21:09:00 Kikoprincess 0 Comments

I enjoyed a nice long shower today and used it really to reflect on what has been going on in my life. I think I was taken on an automatic pilot ride without properly pausing to pray and, even when I did, I don't think I properly stopped to listen to the answer.

When I returned to my bedroom, I found out that I had forgotten to open the window so the glass had completely fogged up to a blank canvas for me to express what I felt. Yes, in that moment, all I could think about was love. But thankfully it wasn't a love of a particular man, but the creator of all men. I wrote "I love God" on the glass. Pause and think, what does that even mean. Sometimes I think I'm a lot like Peter. I would say something without properly considering the depth of what I am saying or the intention from which I am saying what I am saying. Actually, to clients I am all wise, to my own issues, I am just like every human being... sometimes I say things, and think if I say them enough, my heart will start to believe it. Or other times, I treat "love" as something that I can say but not act in accordance with. 

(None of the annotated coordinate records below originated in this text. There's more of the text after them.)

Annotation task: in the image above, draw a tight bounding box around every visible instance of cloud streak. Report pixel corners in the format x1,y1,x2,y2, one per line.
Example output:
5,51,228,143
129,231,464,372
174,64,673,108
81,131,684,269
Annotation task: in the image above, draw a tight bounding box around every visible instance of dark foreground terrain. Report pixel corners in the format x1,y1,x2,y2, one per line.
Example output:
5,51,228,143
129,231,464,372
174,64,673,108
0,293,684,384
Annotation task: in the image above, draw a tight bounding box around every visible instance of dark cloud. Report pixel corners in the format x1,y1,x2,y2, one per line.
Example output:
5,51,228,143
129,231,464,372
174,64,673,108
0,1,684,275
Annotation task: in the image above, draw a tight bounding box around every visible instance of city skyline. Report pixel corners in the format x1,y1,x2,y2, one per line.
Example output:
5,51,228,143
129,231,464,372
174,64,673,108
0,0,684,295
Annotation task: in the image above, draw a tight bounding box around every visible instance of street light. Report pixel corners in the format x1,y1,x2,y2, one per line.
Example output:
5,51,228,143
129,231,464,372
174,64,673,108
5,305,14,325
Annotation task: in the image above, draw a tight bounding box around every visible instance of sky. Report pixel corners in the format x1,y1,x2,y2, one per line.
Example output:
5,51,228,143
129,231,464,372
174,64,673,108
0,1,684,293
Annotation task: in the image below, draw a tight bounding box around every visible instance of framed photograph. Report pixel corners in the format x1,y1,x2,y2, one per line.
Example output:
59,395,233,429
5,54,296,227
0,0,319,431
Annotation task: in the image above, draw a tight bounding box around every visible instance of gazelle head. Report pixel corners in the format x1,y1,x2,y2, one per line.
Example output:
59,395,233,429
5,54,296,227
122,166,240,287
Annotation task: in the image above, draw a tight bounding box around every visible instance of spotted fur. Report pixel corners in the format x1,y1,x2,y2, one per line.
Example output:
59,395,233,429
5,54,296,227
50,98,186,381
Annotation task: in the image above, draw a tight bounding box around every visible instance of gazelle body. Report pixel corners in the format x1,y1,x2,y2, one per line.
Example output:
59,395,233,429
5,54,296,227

Let's be real. I love God. And although this love should be more important than anything, it often is not. I get consumed with my work. I get consumed by the excitement of adventure and risk. Oh, and I consume food, media, and information like a sponge. I have been feeling empty lately. Although things are going well for me, I have a lovely job, do plenty of exercise, have awesome friends and family but something was lacking. And I do feel like it's my relationship with God. There are two times in the day- morning and evening where our relationship are great. Then it's as if the rest of the day doesn't also belong to Him. I'm jealous, boastful, rude and impatient. I drive like I'm rushing to die, I get angry when storepeople treat me like a 6 year old, I am not truly listening when my friends talk to me at the end of the day. I continue to sin and try to make myself think like everything is ok. 

It's not. It hasn't been for a while. And there are several reasons for this. I have not confessed any of these sins. I am so far away from the body of God that I'm getting weak as an individual Christian. So yesterday, when I was able to spend time with people who are very close to God, I felt some completeness that I haven't felt for a while. Walking with and talking to people who are also humans (also with their own weaknesses) helped me remember the enormous power of being in fellowship with God through His people. 

I've said for the last 9 months that I would try to find a fellowship. I've even changed my work days to try to suit this... and yet, I am not in a fellowship yet. I think much more important than finding another running track, or next eatery or even next intimate friendship, I need to first get myself stronger as a Christian by being closer to the body of Christ.